[Gluster-users] Newbie: Exploring Gluster for large-scale deployment in AWS, large media files, high performance I/O

Tue Jul 14 18:49:59 UTC 2015

I'm exploring solutions to help us achieve high throughput and 
scalability within the AWS environment.   Specifically, I work in a 
department where we handle and produce video content that results in 
very large files (30GB etc) that must be written to NFS, chopped up and 
copied over on the same mount (there are some odd limits to the code we 
use, but that's outside the scope of this question).

Currently, we're using a commercial vendor with AWS, with dedicated 
Direct Connect instances as the back end to our production.   We're 
maxing out at 350 to 380 MB/s which is not enough.  We expect our 
capacity will double or even triple when we bring on more classes or 
even other entities and we need to find a way to squeeze out as much I/O 
as we can.

Our software model depends on NFS, there's no way around that presently.

Since GlusterFS uses FUSE, I'm concerned about performance, which is a 
key issue.   Sounds like a STRIPE would be appropriate.

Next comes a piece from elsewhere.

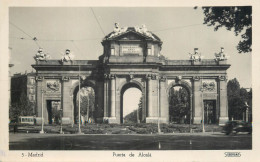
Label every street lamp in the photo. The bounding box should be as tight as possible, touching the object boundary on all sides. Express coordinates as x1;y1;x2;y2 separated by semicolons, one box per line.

My basic understanding of Gluster is the ability to include several 
"bricks" which could be multiples of either dedicated EBS volumes or 
even multiple instances of the above commercial vendor, served up via 
NFS namespace, which would be transparently a single namespace to client 
connections.   The I/O could be distributed in this manner.

I wonder if someone here with more experience with the above might 
elaborate on whether GlusterFS could be used in the above scenario. 
Specifically, performance I/O.  We'd really like to gain upwards as much 
as possible, like 700 Mb/s and 1 GB/s and up if possible.

Thanks in advance.